Relational Database Architectures
Fixed table designs in a relational database have been proven to be insufficiently flexible for most search engine document processing applications. Search Technologies has been involved with several systems which were originally based on "standard" architectural patterns, starting with the loading of all data into a Relational Database using ETL techniques.
While such architectures may work well with small, well understood document collections, they are insufficiently flexible or transparent for large scale search-based applications. Typical issues encountered with RDBMS-centric approaches include:
- Constant reworking of the RDBMS table as new collections are added to the system
- Constant redeployment of code as new documents or data-centric issues are encountered
- Frequent reloads of the entire collection to handle changing needs and requirements
- Inability to set aside subsets of documents for special processing
- Insufficient transparency about which documents are being processed successfully and which are not
Moving to the DPMS architecture has provided substantial reductions in both system deployment cost and processing performance improvements. For example:
- Replacing a custom CMS data model stored in Oracle with a "collection-neutral" model where most metadata remains in an outside XML file, has completely eliminated weeks of development time required to add each new collection of documents to the search application. As a consequence, both deployment frequency and expense were dramatically reduced.

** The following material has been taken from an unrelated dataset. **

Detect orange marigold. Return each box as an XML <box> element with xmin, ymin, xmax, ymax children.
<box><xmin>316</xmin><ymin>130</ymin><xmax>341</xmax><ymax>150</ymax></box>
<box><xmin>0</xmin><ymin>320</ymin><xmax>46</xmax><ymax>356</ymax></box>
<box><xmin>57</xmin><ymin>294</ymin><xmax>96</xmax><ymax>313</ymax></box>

- Replacing a custom ETL process for loading patent information with a record-at-a-time DPMS architecture, storing most metadata in XML outside the database, but with key metadata in XML blobs inside the database, reduced the time required to create a document loading infrastructure from 1.5 years down to 4 months. In addition, the resulting architecture performed 4 times faster than the original ETL solution, in terms of throughput.
The diagram provided at the top of this page is a simplified architectural overview showing a general framework for use with most document collections. Naturally, each installation requires a tailored process to handle the specific needs of the application’s data and user’s search aspirations.
As an example, the following diagram illustrates the component architecture implemented by Search Technologies for a search portal application, where documents are gathered by crawlers from the Internet and then enhanced through additional processing and enrichment metadata provided by the publisher. Note that the framework handles all of the component configuration, job routing, error and quarantined document management, and job and sub-job management required to handle the sophisticated data paths typically found in production systems.
Error Handling and Quarantine
Consistent and predictable error detection is a critical part of the document processing architecture. In most large, real-world databases, there will be a percentage of documents which are corrupt or variant. Such documents must be detected and quarantined.
Documents may be quarantined for any of a number of reasons, including improper format or encoding, accidental truncation, unknown metadata codes, invalid dates, missing elements, etc.
First and foremost, the quarantine is used to implement the necessary corrections to document processing to ensure that the maximum number of documents can be processed automatically. Second, the quarantine is used to build a regression test database to verify the operation of the system as corrections are implemented.
Finally, quarantined documents can also be handled manually:
- The document content can be updated as necessary to enable correct processing
- Corrupted metadata can be manually corrected
Typically, once the quarantine is sufficiently small, corrections are implemented manually to achieve 100% overall document processing success.